Anomalous behavior in an effective model of graphene with Coulomb interactions
Alessandro Giuliani, Vieri Mastropietro, Marcello Porta

TL;DR
This paper uses exact Renormalization Group methods to study the infrared behavior of an effective graphene model with Coulomb interactions, revealing fixed points and critical exponents affecting quasiparticle properties.
Contribution
It provides a rigorous RG analysis of an effective graphene model, showing how interactions influence low-energy properties and fixed points.
Findings
Effective charges tend to a line of fixed points.
Quasiparticle weight vanishes at small momenta.

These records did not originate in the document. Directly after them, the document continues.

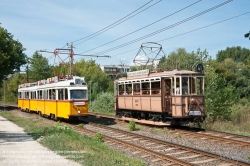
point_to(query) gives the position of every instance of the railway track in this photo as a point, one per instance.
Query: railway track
(211, 135)
(158, 152)
(182, 153)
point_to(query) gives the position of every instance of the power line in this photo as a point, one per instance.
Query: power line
(188, 32)
(163, 29)
(144, 26)
(116, 23)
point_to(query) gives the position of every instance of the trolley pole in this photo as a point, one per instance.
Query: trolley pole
(71, 59)
(4, 92)
(247, 35)
(90, 92)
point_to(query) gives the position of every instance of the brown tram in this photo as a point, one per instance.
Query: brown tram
(161, 98)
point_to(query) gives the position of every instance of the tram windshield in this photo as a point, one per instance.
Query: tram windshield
(78, 94)
(189, 85)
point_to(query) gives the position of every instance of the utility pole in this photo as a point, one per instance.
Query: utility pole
(247, 35)
(71, 54)
(4, 92)
(27, 74)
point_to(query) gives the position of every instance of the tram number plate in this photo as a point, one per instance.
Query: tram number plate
(194, 112)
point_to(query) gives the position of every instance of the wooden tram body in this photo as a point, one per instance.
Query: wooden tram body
(173, 97)
(55, 98)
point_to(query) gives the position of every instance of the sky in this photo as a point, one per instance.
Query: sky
(51, 24)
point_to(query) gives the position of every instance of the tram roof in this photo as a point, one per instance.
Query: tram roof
(163, 74)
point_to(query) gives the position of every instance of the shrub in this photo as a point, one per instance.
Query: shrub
(103, 103)
(98, 137)
(81, 125)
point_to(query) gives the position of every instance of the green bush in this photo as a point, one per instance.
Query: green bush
(98, 137)
(131, 125)
(103, 103)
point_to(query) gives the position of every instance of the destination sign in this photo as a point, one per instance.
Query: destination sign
(136, 73)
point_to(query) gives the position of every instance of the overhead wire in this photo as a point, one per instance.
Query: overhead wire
(144, 26)
(163, 29)
(116, 23)
(197, 29)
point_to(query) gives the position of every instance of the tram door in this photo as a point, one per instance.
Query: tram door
(166, 91)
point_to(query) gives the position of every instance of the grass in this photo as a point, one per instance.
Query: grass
(239, 122)
(67, 142)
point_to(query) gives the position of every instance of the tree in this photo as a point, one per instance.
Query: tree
(12, 87)
(238, 54)
(11, 54)
(162, 63)
(219, 98)
(181, 59)
(39, 67)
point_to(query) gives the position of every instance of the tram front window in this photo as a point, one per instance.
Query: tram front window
(78, 94)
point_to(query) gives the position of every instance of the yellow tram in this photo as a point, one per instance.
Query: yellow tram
(65, 98)
(164, 97)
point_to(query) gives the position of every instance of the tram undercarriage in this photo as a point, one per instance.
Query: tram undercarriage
(163, 118)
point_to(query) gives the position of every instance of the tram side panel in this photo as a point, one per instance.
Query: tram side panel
(63, 108)
(33, 105)
(40, 106)
(50, 107)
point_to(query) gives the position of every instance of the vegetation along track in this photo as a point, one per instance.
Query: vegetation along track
(211, 135)
(157, 152)
(187, 155)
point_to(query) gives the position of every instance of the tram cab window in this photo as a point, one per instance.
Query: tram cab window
(78, 94)
(155, 88)
(128, 89)
(146, 88)
(39, 94)
(184, 82)
(136, 89)
(116, 89)
(192, 88)
(62, 94)
(177, 88)
(199, 84)
(121, 89)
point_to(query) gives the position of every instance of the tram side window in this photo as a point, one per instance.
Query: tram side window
(52, 94)
(184, 85)
(145, 88)
(39, 94)
(128, 89)
(192, 85)
(26, 95)
(155, 88)
(44, 94)
(177, 89)
(66, 94)
(136, 89)
(121, 89)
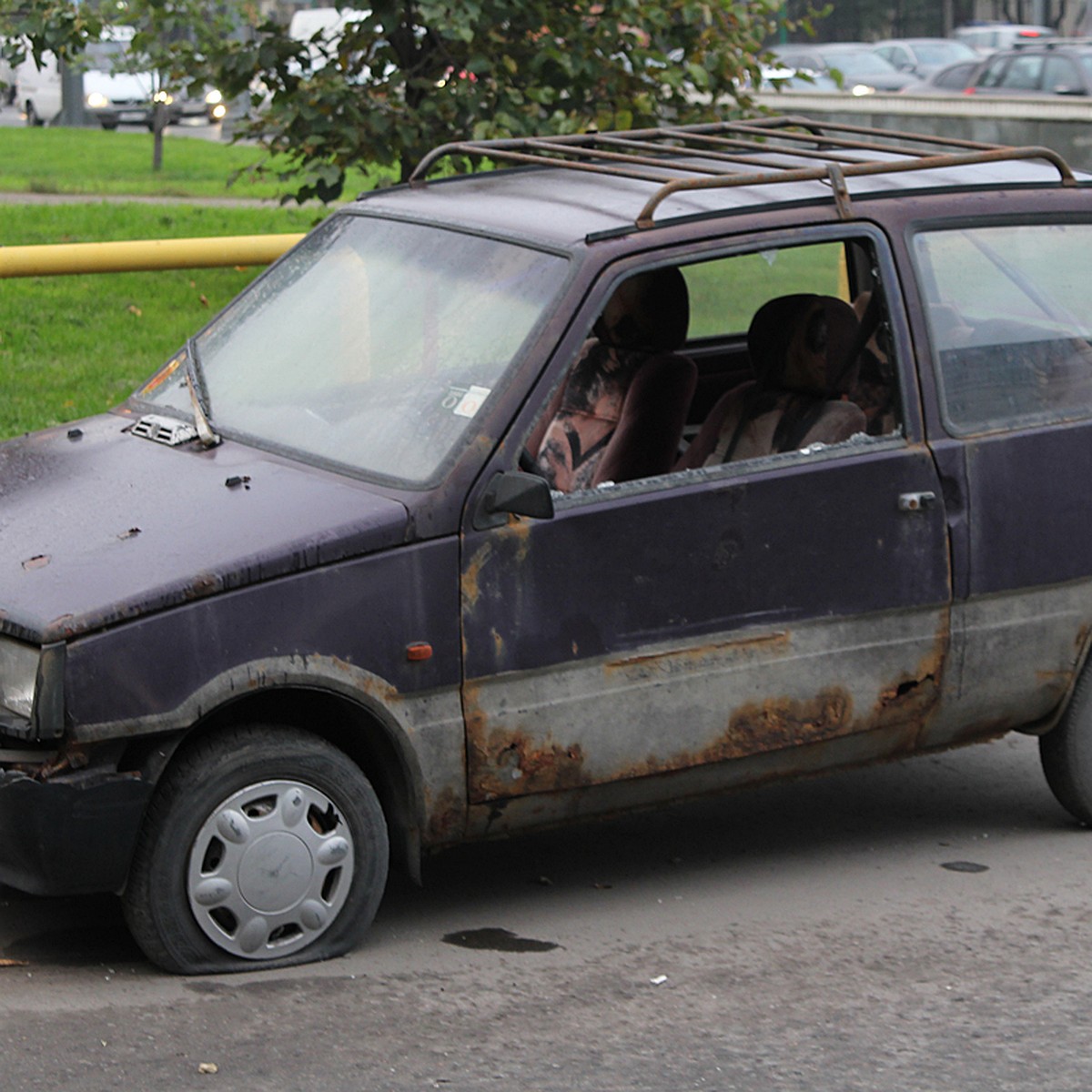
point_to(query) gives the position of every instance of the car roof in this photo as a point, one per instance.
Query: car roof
(563, 190)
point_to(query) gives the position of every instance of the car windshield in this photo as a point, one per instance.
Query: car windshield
(372, 345)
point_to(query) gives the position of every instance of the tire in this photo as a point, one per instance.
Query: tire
(1066, 753)
(263, 846)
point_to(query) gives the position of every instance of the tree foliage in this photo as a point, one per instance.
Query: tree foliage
(404, 76)
(409, 75)
(35, 27)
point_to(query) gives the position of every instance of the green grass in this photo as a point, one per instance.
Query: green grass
(71, 347)
(92, 161)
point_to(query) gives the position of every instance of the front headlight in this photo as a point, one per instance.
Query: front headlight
(19, 671)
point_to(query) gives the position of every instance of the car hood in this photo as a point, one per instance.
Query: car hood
(99, 525)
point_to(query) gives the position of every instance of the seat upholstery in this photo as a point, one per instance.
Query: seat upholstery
(621, 413)
(800, 348)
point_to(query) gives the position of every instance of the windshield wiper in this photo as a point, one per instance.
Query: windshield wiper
(201, 423)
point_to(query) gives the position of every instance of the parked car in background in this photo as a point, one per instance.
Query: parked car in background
(787, 81)
(531, 495)
(922, 57)
(950, 80)
(8, 88)
(114, 96)
(987, 36)
(1051, 66)
(855, 66)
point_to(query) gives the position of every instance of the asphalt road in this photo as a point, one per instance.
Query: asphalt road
(811, 936)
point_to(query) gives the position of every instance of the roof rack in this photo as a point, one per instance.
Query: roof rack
(680, 158)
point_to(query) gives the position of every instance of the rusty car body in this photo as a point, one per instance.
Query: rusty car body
(304, 602)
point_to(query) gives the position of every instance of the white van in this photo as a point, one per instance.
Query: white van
(38, 91)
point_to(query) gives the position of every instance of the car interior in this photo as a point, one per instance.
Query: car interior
(734, 359)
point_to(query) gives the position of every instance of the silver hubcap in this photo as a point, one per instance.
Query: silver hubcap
(270, 869)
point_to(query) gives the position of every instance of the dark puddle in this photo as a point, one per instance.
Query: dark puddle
(497, 940)
(77, 948)
(965, 866)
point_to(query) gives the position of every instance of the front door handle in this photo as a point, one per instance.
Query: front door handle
(916, 501)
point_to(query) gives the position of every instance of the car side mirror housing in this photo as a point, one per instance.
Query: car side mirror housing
(513, 492)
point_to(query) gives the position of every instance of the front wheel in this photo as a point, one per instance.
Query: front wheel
(263, 846)
(1066, 753)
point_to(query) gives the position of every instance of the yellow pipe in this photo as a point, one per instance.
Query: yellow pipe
(143, 255)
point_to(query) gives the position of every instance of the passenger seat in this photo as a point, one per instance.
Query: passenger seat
(798, 348)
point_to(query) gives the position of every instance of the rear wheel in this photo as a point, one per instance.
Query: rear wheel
(1066, 753)
(263, 846)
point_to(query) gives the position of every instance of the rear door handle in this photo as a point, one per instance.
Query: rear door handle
(916, 501)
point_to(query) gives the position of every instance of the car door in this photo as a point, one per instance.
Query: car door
(743, 612)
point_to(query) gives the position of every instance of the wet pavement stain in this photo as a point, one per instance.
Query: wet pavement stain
(965, 866)
(497, 940)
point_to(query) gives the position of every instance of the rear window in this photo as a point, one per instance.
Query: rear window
(726, 293)
(1008, 317)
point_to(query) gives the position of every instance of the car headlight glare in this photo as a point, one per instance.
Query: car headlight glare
(19, 672)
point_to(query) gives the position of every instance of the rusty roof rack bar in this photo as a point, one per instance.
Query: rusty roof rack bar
(671, 157)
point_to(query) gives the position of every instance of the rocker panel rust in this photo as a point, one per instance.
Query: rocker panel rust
(677, 709)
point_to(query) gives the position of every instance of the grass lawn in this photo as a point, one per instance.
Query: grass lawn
(71, 347)
(93, 161)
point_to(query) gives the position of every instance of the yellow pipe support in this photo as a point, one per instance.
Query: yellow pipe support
(53, 260)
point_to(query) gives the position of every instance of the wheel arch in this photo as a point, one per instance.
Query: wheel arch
(369, 738)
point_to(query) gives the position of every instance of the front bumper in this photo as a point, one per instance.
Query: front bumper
(74, 834)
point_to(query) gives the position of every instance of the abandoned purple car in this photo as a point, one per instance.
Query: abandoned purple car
(639, 467)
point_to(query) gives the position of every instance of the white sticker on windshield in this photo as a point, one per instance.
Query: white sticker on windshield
(470, 402)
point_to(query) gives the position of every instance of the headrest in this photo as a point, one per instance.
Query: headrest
(648, 311)
(802, 343)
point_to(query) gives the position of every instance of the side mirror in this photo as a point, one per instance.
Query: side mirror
(513, 492)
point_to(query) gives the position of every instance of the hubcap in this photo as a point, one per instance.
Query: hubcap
(270, 869)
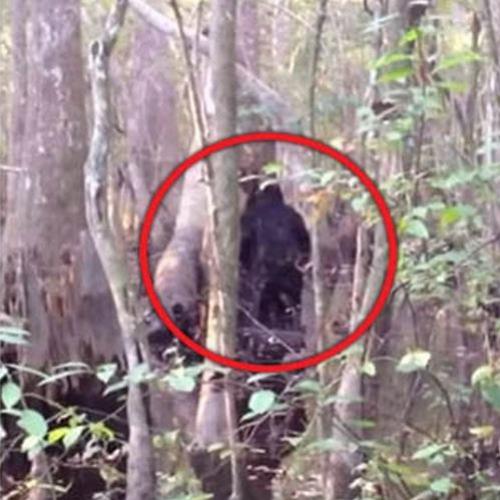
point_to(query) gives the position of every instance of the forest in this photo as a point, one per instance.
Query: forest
(250, 249)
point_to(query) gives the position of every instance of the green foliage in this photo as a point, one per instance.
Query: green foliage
(414, 361)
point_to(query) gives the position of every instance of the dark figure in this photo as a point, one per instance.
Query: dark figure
(274, 244)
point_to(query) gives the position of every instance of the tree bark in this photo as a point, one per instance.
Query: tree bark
(140, 469)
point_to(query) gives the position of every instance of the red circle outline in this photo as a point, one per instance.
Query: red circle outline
(307, 142)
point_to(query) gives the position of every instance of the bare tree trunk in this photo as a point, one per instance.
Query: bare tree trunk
(140, 470)
(152, 134)
(217, 397)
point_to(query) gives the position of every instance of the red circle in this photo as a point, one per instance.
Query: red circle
(307, 142)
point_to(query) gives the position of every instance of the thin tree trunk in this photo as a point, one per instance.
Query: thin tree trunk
(140, 470)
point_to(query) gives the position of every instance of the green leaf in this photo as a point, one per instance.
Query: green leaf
(72, 436)
(429, 451)
(410, 36)
(369, 368)
(33, 423)
(31, 443)
(453, 214)
(396, 74)
(413, 361)
(140, 373)
(11, 394)
(442, 485)
(417, 228)
(57, 434)
(261, 401)
(482, 374)
(308, 385)
(491, 393)
(100, 431)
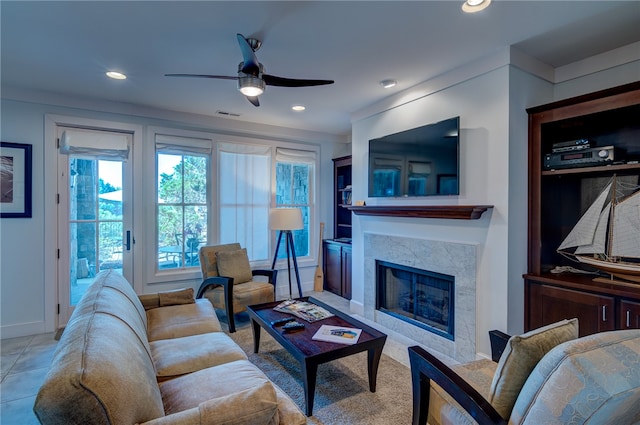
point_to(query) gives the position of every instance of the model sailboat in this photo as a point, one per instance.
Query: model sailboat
(607, 236)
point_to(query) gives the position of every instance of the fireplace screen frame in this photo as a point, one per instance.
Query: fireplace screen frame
(408, 316)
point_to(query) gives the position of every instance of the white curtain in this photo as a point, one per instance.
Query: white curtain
(245, 188)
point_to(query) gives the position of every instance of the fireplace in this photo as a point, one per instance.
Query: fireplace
(453, 260)
(419, 297)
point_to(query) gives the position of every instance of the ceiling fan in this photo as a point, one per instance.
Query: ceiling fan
(251, 77)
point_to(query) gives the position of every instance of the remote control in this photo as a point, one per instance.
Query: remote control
(292, 326)
(281, 321)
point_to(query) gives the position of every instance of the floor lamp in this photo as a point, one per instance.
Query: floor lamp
(285, 220)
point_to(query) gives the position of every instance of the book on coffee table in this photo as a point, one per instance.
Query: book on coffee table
(304, 310)
(339, 334)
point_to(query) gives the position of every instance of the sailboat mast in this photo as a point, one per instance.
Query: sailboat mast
(611, 214)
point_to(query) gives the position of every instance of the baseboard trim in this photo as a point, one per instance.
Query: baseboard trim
(22, 329)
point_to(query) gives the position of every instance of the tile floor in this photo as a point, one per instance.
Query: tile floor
(26, 360)
(24, 364)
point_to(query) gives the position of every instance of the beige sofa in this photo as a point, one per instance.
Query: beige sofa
(154, 359)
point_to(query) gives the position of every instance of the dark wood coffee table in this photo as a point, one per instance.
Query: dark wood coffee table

Fermi velocity approaches a finite value with power law behavior.
Abstract
We analyze by exact Renormalization Group (RG) methods the infrared properties of an effective model of graphene, in which two-dimensional massless Dirac fermions propagating with a velocity smaller than the speed of light interact with a three-dimensional quantum electromagnetic field. The fermionic correlation functions are written as series in the running coupling constants, with finite coefficients that admit explicit bounds at all orders. The implementation of Ward Identities in the RG scheme implies that the effective charges tend to a line of fixed points. At small momenta, the quasi-particle weight tends to zero and the effective Fermi velocity tends to a finite value. These limits are approached with a power law behavior characterized by non-universal critical exponents.